Materials and Methods

Description of the study area

The study was conducted in Jimma town, Oromia regional state, located at 353 km southwest of Addis Ababa. The microbial analysis was carried out at Jimma University, Biology department, research and Post graduate Laboratory. The geographical location of the town is 7o 41’N latitude, 36o 50’E longitude, and an average altitude of 1,780 m above sea level. The average of minimum and maximum temperature of the town is of 14 and 30°C, respectively with the annual rainfall ranges from 1138 to 1690 mm [9].

Sample collection

A total of 90 samples were collected from baked bread selling shops of Jimma town for past two years. The food samples were purchased from bread sellers at time between 8:00 and 12 am. The purchased food samples were added into sterile polyethene bag by bread sellers and transported to Research and Postgraduate Lab. The microbial analysis was conducted within one to three hours of collection. The food samples were kept in the refrigerator at 4o C until microbial analysis was conducted.
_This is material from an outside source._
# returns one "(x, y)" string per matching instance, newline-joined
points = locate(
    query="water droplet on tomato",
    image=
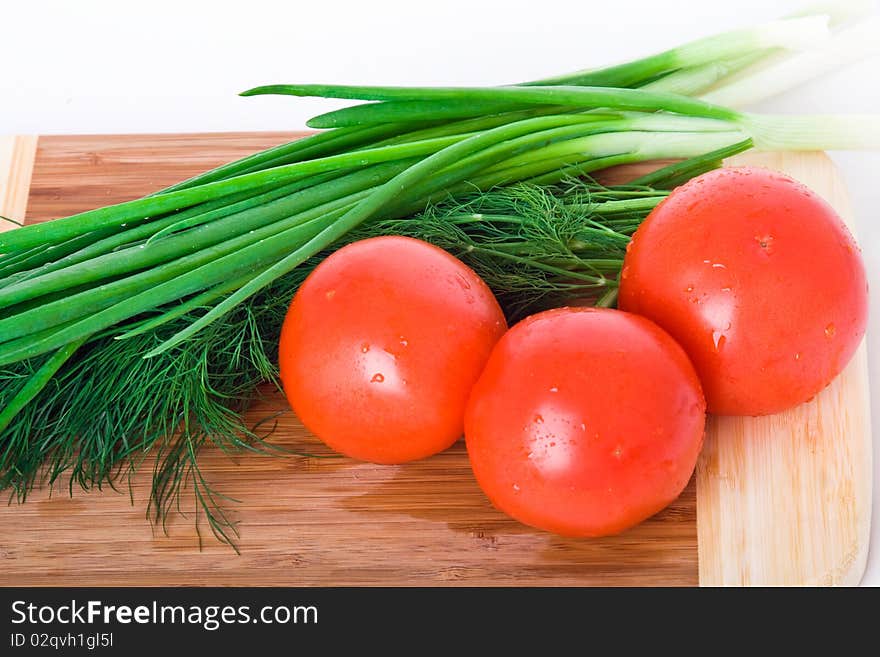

Sample preparation and microbial enumeration

Sample preparation: A 25 g of bread samples were suspended in 225 mL; of buffered peptone water (BPW), and homogenized in Erlenmeyer flasks for 5 min using shaker at 160 rpm. A 1 mL of homogenized sample was transferred into 9 mL of BPW, and mixed thoroughly by using vortex mixer. The homogenized food sample was serially diluted from 10-1 to 10-6 and 0.1 mL aliquot of appropriate dilution was plated on pre-solidified plates and incubated at appropriate temperature and period. The colonies was counted from plate containing microbial colonies between 30 and 300 and expressed in colony forming units per gram (CFU/ g).

Microbial enumeration: From appropriate serial dilutions, 0.1 mL of the aliquot was plated on Plate Count Agar (PCA), Violet Red Bile Agar (VRBA) plates [10], MacConkey agar [11], Mannitol Salt Agar (MSA) [12] and incubated at 32°C for 48 h for count Aerobic mesophilic bacteria, Coliform, Enteriobacteriaceae and Staphylococci, respectively, and also for count of Aerobic bacterial spore formers, appropriate serially diluted sample was heat treated in a water bath adjusted at 80o C for at least 10 min. Thereafter, 0.1 mL aliquot was plated on pre-solidified surface of PCA and incubated at 35o C for 48 h [12]. Moreover, after, 0.1 mL aliquot was plated on pre-solidified surfaces of Potato Dextrose Agar supplemented with 0.1 g chloramphenicol and incubated at 25o C for 5-7 days [11]. Smooth (non-hairy) colonies without extension at periphery were counted as yeasts whereas hairy colonies with extension at periphery were counted as mould. Microbial analysis: From appropriate aerobic mesophilic countable plate, 10 to 15 colonies with distinct morphological differences were randomly picked from plates and aseptically transferred in to a test tube containing 5 ml of nutrient broth. Then, incubated at 32o C for 24 h. The repeatedly sub-culturing isolates were characterized up to genus level based on John [13] bacterial classification manual. The cell morphology of the bacterial pure isolates was examined microscopically after gram staining, and also the motility of isolates were checked using motility medium. Moreover, after repeatedly purified the agar block of mold culture on PDA, the morphology of hyphal culture was stained using lacto phenol cotton blue and observed under the microscope for identification of fungal genera. The biochemical test including KOH (potassium hydroxide), Catalase, Oxidation fermentation (O/F), Cytochrome oxidase tests were conducted, accordingly.